Asked about its homeowner coverage in the areas affected by the wildfires, State Farm said in a statement Wednesday that its “number one priority right now is the safety of our customers, agents and employees impacted by the fires and assisting our customers in the midst of this tragedy.”
California does have an insurance program under the Fair Access to Insurance Requirements Plan, established in the 1960s, which provides fire insurance coverage for high-risk properties. The coverage is basic and funded by the insurance companies.
While it’s meant as a last resort for homeowners, its use has only soared in recent years, from nearly 154,500 residential policies in September 2019 to more than 408,400 in June — creating a high risk exposure that state officials say was never intended.
But there had been a glimmer that some insurance companies are willing to fill the voids in the market. On Tuesday, Mercury Insurance, an independent home insurer in California, announced it would begin writing new homeowners insurance policies in the town of Paradise, the site of the deadly Camp Fire in 2018, which is considered to be the worst wildfire in modern state history.

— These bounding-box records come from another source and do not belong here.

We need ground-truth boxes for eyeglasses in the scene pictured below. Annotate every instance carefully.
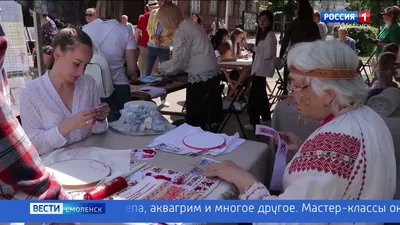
[287,85,310,94]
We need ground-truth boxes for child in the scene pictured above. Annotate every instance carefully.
[372,52,398,89]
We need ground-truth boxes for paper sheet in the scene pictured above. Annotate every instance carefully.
[42,147,132,176]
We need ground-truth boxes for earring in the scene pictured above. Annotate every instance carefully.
[297,92,303,124]
[304,94,310,126]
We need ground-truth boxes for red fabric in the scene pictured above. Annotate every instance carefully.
[0,89,66,200]
[136,12,150,47]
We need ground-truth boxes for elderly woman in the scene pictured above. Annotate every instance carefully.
[157,3,222,130]
[205,40,396,203]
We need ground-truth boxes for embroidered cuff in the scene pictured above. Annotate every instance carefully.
[239,181,270,200]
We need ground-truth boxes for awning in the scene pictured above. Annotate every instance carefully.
[15,0,89,26]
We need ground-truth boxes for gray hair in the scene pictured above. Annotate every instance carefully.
[288,40,369,114]
[96,0,124,21]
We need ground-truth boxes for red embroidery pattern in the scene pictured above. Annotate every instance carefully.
[289,132,361,179]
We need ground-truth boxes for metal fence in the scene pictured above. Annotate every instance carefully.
[0,1,31,115]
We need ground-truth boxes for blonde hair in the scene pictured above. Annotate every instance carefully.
[157,2,184,32]
[385,6,400,23]
[96,0,124,21]
[86,8,96,13]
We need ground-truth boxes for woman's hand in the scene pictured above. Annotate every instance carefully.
[204,161,257,193]
[58,109,97,137]
[95,103,110,121]
[273,132,303,152]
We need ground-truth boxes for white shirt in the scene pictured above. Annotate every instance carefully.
[251,32,277,77]
[240,106,396,225]
[82,19,137,85]
[159,19,220,83]
[19,72,108,155]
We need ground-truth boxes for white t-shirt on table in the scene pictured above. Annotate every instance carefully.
[82,19,137,85]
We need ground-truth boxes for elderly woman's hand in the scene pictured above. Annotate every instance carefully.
[273,132,303,152]
[204,160,257,193]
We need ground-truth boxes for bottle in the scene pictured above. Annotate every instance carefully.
[83,177,128,200]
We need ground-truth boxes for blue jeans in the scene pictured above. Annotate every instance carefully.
[143,46,169,100]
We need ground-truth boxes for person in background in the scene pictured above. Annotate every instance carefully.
[245,10,277,130]
[19,27,109,155]
[0,24,11,106]
[383,43,399,56]
[192,13,203,26]
[157,3,223,131]
[211,29,229,50]
[211,18,220,36]
[314,11,328,41]
[215,42,236,62]
[279,0,321,95]
[135,0,159,75]
[29,9,58,67]
[143,0,174,107]
[338,27,356,51]
[229,28,248,59]
[83,0,137,122]
[372,52,398,89]
[121,15,137,37]
[85,8,96,23]
[375,6,400,59]
[204,40,397,205]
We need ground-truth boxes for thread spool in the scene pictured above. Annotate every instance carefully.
[83,177,128,200]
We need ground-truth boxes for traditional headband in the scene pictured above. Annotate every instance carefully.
[290,65,357,80]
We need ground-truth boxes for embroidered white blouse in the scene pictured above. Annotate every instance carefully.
[159,19,220,83]
[240,106,396,225]
[251,32,277,77]
[19,72,108,155]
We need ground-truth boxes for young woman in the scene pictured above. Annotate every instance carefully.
[192,13,203,26]
[246,10,277,129]
[211,28,229,50]
[229,28,248,59]
[157,3,223,130]
[19,28,109,155]
[83,0,137,122]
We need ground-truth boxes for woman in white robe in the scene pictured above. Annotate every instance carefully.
[205,41,396,224]
[20,28,109,155]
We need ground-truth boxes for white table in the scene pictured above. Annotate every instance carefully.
[75,129,268,199]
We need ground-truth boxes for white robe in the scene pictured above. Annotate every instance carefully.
[240,106,396,225]
[19,72,108,155]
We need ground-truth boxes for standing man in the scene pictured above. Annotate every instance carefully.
[121,15,137,37]
[314,11,328,41]
[338,27,356,51]
[143,0,173,107]
[135,0,159,75]
[85,8,97,23]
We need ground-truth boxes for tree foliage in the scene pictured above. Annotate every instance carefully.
[346,0,400,26]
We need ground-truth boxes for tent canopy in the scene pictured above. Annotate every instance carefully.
[15,0,89,26]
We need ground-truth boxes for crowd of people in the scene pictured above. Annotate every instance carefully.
[0,0,400,223]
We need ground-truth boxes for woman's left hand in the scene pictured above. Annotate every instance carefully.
[96,103,110,121]
[204,160,256,193]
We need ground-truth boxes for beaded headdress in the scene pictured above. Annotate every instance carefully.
[290,65,357,80]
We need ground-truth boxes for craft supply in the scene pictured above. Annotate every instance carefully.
[256,125,288,191]
[133,149,156,160]
[83,176,128,200]
[182,132,226,150]
[47,159,111,189]
[189,157,220,176]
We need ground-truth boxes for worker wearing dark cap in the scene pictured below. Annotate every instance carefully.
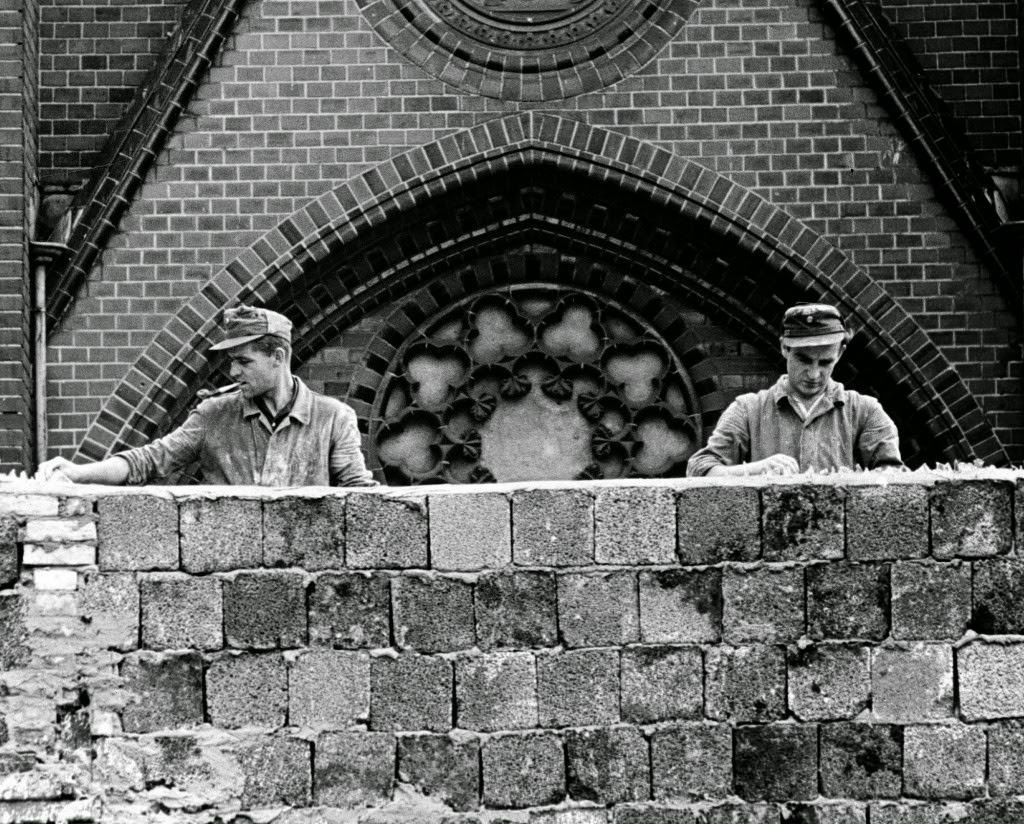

Janet Ruiz, the chief spokesperson for the Insurance Information Institute, which represents the insurance industry, told NBC Bay Area that the reality is companies have to manage how much they can handle in the face of destructive wildfires and rising reconstruction costs.
“California is the fourth-largest insurance market in the world,” Ruiz said. “We want to be here, we want to be a part of it, but we do need to make some profit.”
Bach said that if the state succeeds in motivating insurance companies to get back into the market and become competitive, it could be a benefit for consumers.
But she said she worries that the latest wildfires may only have an opposite effect on already skittish insurers.
“Home insurance is an essential good that the private market is increasingly unwilling to provide,” Bach said. “We are at a crossroads.”